The U.S. Food and Drug Administration (FDA) granted approval on Wednesday to Tyzeka™ (telbivudine), a new treatment for chronic hepatitis B virus (HBV) infection. While the new agent, developed by Switzerland’s Novartis Pharma and being sold in the U.S. by Idenix Pharmaceuticals, has not been specifically approved for HIV-positive people with hepatitis B, it can still be prescribed by doctors treating patients with both infections.

The number of new hepatitis B infections in the U.S. has declined from about 260,000 a year in the 1980s to approximately 73,000 in 2003, with the greatest decline occurring in children and adolescents due to routine HBV vaccination. However, roughly 1.25 million people in the U.S. are living with chronic HBV infection, and 350 million are believed to be living with the virus worldwide.

Every year, approximately 5,000 people in the U.S. die of liver disease attributed to HBV infection in the U.S.

HBV is very similar to HIV in the ways it is transmitted, notably blood-to-blood contact and through sexual activity. In turn, many people living with HIV have also been exposed to HBV. What’s more, HIV-positive people who are exposed to HBV are less likely to clear the infection within six months, ultimately leading to long-term (chronic) infection and an increased risk of severe liver damage and death.

Tyzeka was studied in a year-long international clinical trial involving 1,367 HIV-negative patients with chronic HBV. Three-quarters of the trial participants were male, and all were 16 years of age or older. The trial produced evidence of antiviral effectiveness, including the suppression of HBV, and improvement in liver inflammation comparable to Epivir®.

Unlike other treatments active against HBV, such as Epivir, Hepsera®, Viread® (tenofovir), and Emtriva® (emtricitabine), Tyzeka does not have any activity against HIV. This is actually good news, as it might be used as a treatment for HBV before HIV treatment is needed. Tyzeka may be used as monotherapy in this situation without the risk of HIV becoming resistant to the drug and, as a result, becoming cross resistant to other nucleoside reverse transcriptase inhibitors (NRTIs) used to treat HIV infection.

In clinical studies, none of which included HIV-positive people, Tyzeka was generally well tolerated, and most reported adverse events were mild to moderate. The most common side effects were elevated CPK (creatinine phosphokinase, a marker for breakdown of muscle tissue), upper respiratory tract infection, fatigue, headache, abdominal pain and cough.
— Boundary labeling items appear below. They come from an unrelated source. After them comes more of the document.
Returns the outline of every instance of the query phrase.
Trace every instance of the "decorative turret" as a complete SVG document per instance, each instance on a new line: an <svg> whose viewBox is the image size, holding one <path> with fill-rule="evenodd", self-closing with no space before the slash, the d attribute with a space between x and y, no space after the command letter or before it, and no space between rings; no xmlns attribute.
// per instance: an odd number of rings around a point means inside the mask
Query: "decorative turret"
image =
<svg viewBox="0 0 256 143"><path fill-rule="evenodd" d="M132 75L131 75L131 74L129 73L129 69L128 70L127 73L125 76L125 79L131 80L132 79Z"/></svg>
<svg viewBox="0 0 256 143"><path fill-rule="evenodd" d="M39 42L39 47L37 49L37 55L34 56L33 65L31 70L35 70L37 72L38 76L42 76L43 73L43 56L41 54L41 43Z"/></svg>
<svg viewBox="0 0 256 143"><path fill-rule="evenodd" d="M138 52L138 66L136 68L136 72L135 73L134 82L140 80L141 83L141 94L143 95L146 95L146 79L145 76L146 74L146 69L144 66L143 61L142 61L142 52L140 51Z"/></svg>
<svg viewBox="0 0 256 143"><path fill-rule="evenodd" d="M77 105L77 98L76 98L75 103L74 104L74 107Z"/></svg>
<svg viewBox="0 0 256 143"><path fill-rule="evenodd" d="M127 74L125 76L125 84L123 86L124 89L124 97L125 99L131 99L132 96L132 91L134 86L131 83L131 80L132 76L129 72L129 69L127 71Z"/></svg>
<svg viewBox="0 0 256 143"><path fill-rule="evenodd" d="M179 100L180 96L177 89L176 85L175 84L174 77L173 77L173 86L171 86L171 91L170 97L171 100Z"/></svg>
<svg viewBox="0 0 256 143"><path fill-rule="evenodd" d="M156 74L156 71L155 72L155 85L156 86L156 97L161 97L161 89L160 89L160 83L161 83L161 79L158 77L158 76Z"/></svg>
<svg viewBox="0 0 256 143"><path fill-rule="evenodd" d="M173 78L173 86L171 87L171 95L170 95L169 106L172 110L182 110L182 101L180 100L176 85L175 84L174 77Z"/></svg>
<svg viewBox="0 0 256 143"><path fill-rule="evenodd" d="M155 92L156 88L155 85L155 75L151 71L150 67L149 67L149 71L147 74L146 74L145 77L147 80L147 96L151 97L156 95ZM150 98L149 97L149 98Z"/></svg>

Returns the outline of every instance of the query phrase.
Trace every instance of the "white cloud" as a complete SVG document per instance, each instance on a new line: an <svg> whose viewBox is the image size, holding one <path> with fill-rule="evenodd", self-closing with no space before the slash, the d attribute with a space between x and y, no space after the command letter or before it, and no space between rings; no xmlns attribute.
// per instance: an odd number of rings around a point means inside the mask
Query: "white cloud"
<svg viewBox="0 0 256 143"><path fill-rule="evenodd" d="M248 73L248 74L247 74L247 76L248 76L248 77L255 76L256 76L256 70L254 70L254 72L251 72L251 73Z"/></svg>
Also, after several weeks to months of Tyzeka use, some patients developed muscle pain and muscle weakness. Those who developed these symptoms often experienced significant improvement after Tyzeka was discontinued.

Patients should only stop Tyzeka after a careful discussion with their doctor. As has happened with other forms of treatment for hepatitis B, some patients who discontinued Tyzeka experienced a sudden and severe worsening of their hepatitis B. Therefore, patients who discontinue Tyzeka should be closely monitored by their doctor for at least several months.